Internal Planning in Language Models: Characterizing Horizon and Branch Awareness

The extent to which decoder-only language models (LMs) engage in planning, that is, organizing intermediate computations to support coherent long-range generation, remains an important question, with implications for interpretability, reliability, and principled model design. Planning involves structuring computations over long horizons, and considering multiple possible continuations, but how far transformer-based LMs exhibit them without external scaffolds, e.g., chain-of-thought prompting, is unclear. We address these questions by analyzing the hidden states at the core of transformer computations, which capture intermediate results and act as carriers of information. Since these hidden representations are redundant and encumbered with fine-grained details, we develop a pipeline based on vector-quantized variational autoencoders that compresses them into compact summary codes. These codes enable measuring mutual information and analyzing the computational structure of the underlying model behavior. Using this framework, we study planning in LMs across synthetic grammar, path-finding tasks, and natural language datasets, focusing on two planning properties: (i) the planning horizon of pre-output computations, and (ii) the extent to which the model considers alternative valid continuations. As a separate downstream use of the same pipeline, we also analyze how decision-relevant information is distributed across layers and earlier prefix blocks when producing next-token predictions. Together, these analyses advance our understanding of planning in LMs and provide a general-purpose pipeline for inspecting internal model dynamics. Our results reveal that the effective planning horizon is task-dependent, that models implicitly preserve information about unused correct continuations, and that predictions draw most on recent computations, though earlier blocks remain informative.

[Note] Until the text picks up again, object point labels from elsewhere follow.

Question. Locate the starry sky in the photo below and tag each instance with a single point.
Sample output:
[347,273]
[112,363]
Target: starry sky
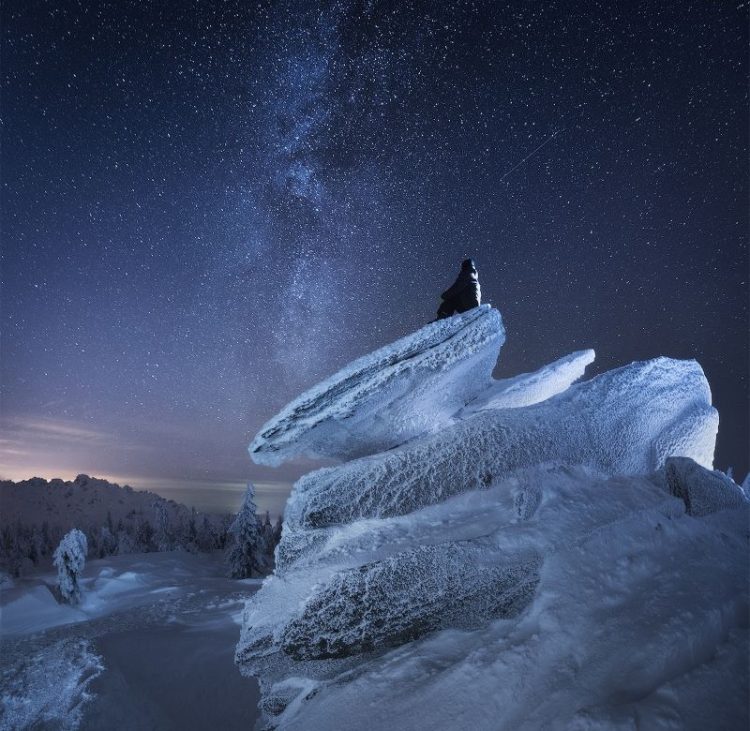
[207,206]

翻译：解码器专用语言模型（LMs）在多大程度上进行规划——即组织中间计算以支持连贯的长程生成——仍然是一个重要问题，对可解释性、可靠性和有原则的模型设计具有深远意义。规划涉及在长视野上结构化计算，并考虑多种可能的延续路径，但基于Transformer的语言模型在没有外部支架（例如思维链提示）的情况下如何展现这些能力尚不明确。我们通过分析Transformer计算核心的隐藏状态来探讨这些问题，这些状态捕获了中间结果并充当信息载体。由于这些隐藏表示具有冗余性且包含过多细粒度细节，我们开发了一个基于向量量化变分自编码器的处理流程，将其压缩为紧凑的摘要代码。这些代码使得能够测量互信息并分析底层模型行为的计算结构。利用该框架，我们在合成语法、路径寻找任务和自然语言数据集中研究语言模型的规划特性，重点关注两个规划属性：（i）输出前计算的规划视野，以及（ii）模型考虑其他有效延续路径的程度。作为同一流程的独立下游应用，我们还分析了在生成下一个词元预测时，与决策相关的信息如何分布在各个层及更早的前缀块中。这些分析共同推进了我们对语言模型规划的理解，并提供了一个用于检查内部模型动态的通用流程。我们的结果表明：有效规划视野具有任务依赖性；模型会隐式保留关于未使用的正确延续路径的信息；预测主要依赖近期计算，但更早的计算块仍保持信息价值。